A la llana y sin
rodeos
En términos generales, los
escritores se dividen en dos esferas o clases: la de quienes conciben su tarea
como una carrera y la de quienes la viven como una adicción. Elencasillado en
las primeras cuida de su promoción y visibilidad mediática, aspira a
triunfar. El de las segundas, no. El
cumplir consigo mismo le basta y si, como sucede a veces, la adicción le
procura beneficios materiales, pasa de la categoría de adicto ala de camello o
revendedor. Llamaré a los del primer apartado, literatos y a los del segundo,
escritores a secas o más modestamente incurables aprendices de escribidor. A
comienzos de mi larga trayectoria, primero de literato, luego de aprendiz de
escribidor, incurrí en la vanagloria de la búsqueda del éxito -atraer la luz de
los focos, “ser noticia”, como dicen obscenamente los parásitos de la
literatura- sin parar mientes en que, como vio muy bien Manuel Azaña, una cosa
es la actualidad efímera y otra muy distinta la modernidad atemporal de las
obras destinadas a perdurar pese al ostracismo que a menudo sufrieron cuando
fueron escritas. La vejez de lo nuevo se reitera a lo largo del tiempo con su
ilusión de frescura marchita. El dulce señuelo de la fama sería patético si no
fuera simplemente absurdo. Ajena a toda manipulación y teatro de títeres, la
verdadera obra de arte no tiene prisas: puede dormir durante décadas como La
regenta o durante siglos como La lozana andaluza. Quienes adensaron el silencio
en torno a nuestro primer escritor y lo condenaron al anonimato en el que vivía
hasta la publicación del Quijote no podían imaginar siquiera que la fuerza
genésica de su novela les sobreviviría y alcanzaría una dimensión sin fronteras
ni épocas. “Llevo en mí la conciencia de la derrota como un pendón de
victoria”, escribe Fernando Pessoa, y coincido enteramente con él. Ser objeto
de halagos por la institución literaria me lleva a dudar de mí mismo, ser
persona non grata a ojos de ella me reconforta en mi conducta y labor. Desde la
altura de la edad, siento la aceptación del reconocimiento como un golpe de
espada en el agua, como una inútil celebración.

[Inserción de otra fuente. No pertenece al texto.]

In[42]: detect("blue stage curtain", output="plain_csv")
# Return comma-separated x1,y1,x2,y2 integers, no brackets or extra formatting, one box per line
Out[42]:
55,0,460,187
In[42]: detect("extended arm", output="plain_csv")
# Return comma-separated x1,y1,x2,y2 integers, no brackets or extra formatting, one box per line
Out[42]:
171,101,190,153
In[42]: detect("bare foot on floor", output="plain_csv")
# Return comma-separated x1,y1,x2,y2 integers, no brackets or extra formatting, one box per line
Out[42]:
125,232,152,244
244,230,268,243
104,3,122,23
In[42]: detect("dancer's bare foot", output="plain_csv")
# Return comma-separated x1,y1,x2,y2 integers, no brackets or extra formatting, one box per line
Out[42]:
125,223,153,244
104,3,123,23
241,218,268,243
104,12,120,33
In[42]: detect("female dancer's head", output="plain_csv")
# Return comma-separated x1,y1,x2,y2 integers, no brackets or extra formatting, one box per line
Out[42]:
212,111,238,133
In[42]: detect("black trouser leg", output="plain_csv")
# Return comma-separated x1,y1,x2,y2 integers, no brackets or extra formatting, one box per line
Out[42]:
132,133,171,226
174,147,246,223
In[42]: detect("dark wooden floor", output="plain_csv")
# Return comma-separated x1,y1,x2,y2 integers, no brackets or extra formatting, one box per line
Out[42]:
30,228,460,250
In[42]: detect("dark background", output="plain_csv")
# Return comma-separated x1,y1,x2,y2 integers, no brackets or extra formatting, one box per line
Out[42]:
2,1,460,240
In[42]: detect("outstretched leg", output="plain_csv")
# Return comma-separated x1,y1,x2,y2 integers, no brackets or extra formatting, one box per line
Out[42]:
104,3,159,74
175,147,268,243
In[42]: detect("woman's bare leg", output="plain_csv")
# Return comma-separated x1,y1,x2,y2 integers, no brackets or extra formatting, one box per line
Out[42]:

Mi condición de hombre libre
conquistada a duras penas invita a la modestia. La mirada desde la periferia al
centro es más lúcida que a la inversa y al evocar la lista de mis maestros
condenados al exilio y silencio por los centinelas del canon nacional católico no
puedo menos que rememorar con melancolía la verdad de sus críticas y ejemplar
honradez. La luz brota del subsuelo cuando menos se la espera. Como dijo con
ironía Dámaso Alonso tras el logro de su laborioso rescate del hasta entonces ninguneado
Góngora, ¡quién pudiera estar aún en la oposición! Mi instintiva reserva a los
nacionalismos de toda índole y sus identidades totémicas, incapaces de abarcar
la riqueza y diversidad de su propio contenido, me ha llevado a abrazar como un
salvavidas la reivindicada por Carlos Fuentes nacionalidad cervantina. Me
reconozco plenamente en ella. Cervantear es aventurarse en el territorio
incierto de lo desconocido con la cabeza cubierta con un frágil yelmo bacía.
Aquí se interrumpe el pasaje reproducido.